= Compact tension specimen =

Standard specimen in fracture mechanics

Schematic and dimensions of a compact tension specimen.

A compact tension specimen (CT) is a type of standard notched specimen in accordance with ASTM and ISO standards. Compact tension specimens are used extensively in the area of fracture mechanics and corrosion testing, in order to establish fracture toughness and fatigue crack growth data for a material.

The purpose of using a notched sample is to create a fatigue crack by applying cyclic loading through pins inserted into the holes on the sample using a laboratory fatigue test machine. The fatigue crack will begin on the point of the notch and extend through the sample. The length of the crack is typically monitored by measuring the compliance of the coupon which changes as the crack grows, or direct measurement using an optical microscope to measure the position of the crack tip or indirectly from either extensometer readings of the crack mouth opening or attaching strain gauges to the backface of the coupon.

According to the standards, the constraining dimension of the specimen is the thickness of the material. Compact tension specimens are used for experiments where there is a shortage of material available due to their compact design. For rolled materials the notch should be aligned with the roll direction where the material is weakest. This will allow the user to ensure that all results achieved are conservative (worst case).

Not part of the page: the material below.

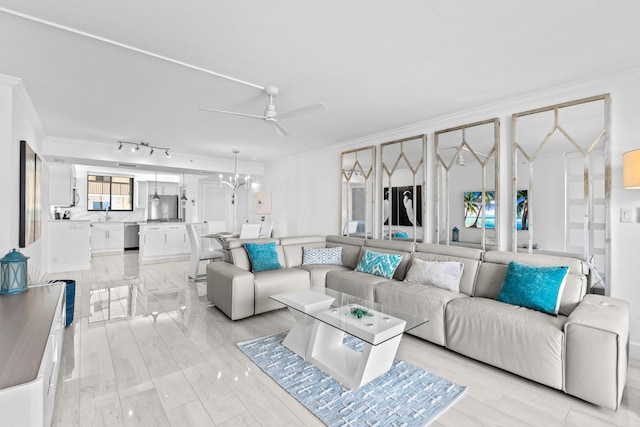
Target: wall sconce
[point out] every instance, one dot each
(631, 169)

== Stress intensity factor ==
The stress intensity factor at the crack tip of a compact tension specimen is
$$K_{\rm I} = \frac{P}{B}\sqrt{\frac{\pi}{W}}\left[16.7\left(\frac{a}{W}\right)^{1/2} - 104.7\left(\frac{a}{W}\right)^{3/2}
      + 369.9\left(\frac{a}{W}\right)^{5/2} - 573.8\left(\frac{a}{W}\right)^{7/2} + 360.5\left(\frac{a}{W}\right)^{9/2} \right]$$
where $P$ is the applied load, $B$ is the thickness of the specimen, $a$ is the crack length, and
$W$ is the effective width of the specimen being the distance between the centreline of the holes and the backface of the coupon. The above equation has been fitted using numerical computations for various specimen geometries.

== Crack length ==
The length of the crack is often measured indirectly during testing by calculating the crack length from the compliance of the coupon. The compliance can be determined from either a crack mouth opening displacement (CMOD) gauge or from strain measurements on the back-face of the coupon.

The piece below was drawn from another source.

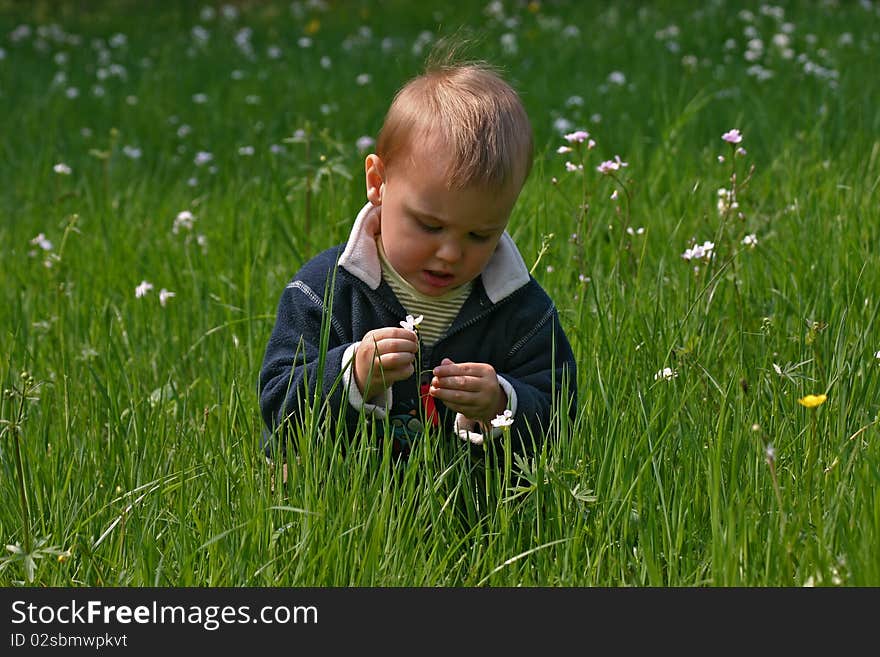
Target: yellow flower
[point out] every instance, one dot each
(812, 401)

===Crack mouth opening displacement===
Crack length can be found using a displacement gauge attached to the mouth of the coupon to measure displacements $v$ using the equation
$a/W = 1.0010 - 4.6695 {u_x} + 18.460 {u_x}^2 - 236.82 {u_x}^3 + 1214.9 {u_x}^4 - 2143.6 {u_x}^5$

$u_x = \left\{ \left[\frac{EvB}{P}\right]^{\frac{1}{2}} + 1 \right\}^{-1}$
This equation is applicable in the range $0.2 < a/W < 0.95$.

=== Back-face strain ===
The crack length can be determined using the back-face strain $\varepsilon$ with the following equation
$a/W = 1.0033 -2.35 U + 1.3694 U^2 - 15.294 U^3 + 63.182 U^4 -74.42 U^5$
where $U=1/(\sqrt{A} + 1)$, $A = E(\varepsilon W)B/P$ and $E$ is the Young's modulus of the coupon material. This equation is applicable in the range $0.2 < a/W < 0.95$.

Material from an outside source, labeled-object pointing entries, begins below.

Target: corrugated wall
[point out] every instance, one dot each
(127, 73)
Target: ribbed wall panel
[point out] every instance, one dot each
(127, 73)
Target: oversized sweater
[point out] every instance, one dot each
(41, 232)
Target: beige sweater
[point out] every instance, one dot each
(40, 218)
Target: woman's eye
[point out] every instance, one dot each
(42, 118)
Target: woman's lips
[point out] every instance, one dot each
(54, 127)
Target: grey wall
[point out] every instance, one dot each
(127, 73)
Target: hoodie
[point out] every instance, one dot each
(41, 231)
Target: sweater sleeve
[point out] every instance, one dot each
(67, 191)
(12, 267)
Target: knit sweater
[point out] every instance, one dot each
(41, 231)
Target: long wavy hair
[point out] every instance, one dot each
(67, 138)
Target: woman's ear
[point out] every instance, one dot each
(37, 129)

===Electric Potential Difference===
The crack length can also be determined from voltage measurements of the electric potential difference (EPD) at points at each side of the mouth of the machined slot at opposite sides of the coupon using

$a/W = -0.5051 + 0.8857 (V/V_r) -0.1398 (V/V_r)^2 + 0.0002398 (V/V_r)^3$
where $V$ is the measured EPD voltage and $V_r$ is the reference crack voltage corresponding to $a/W=0.241$ on an identical specimen. This method requires the electrical excitation current to be injected along the load line of the specimen. This equation is applicable in the range $0.24 < a/W < 0.7$.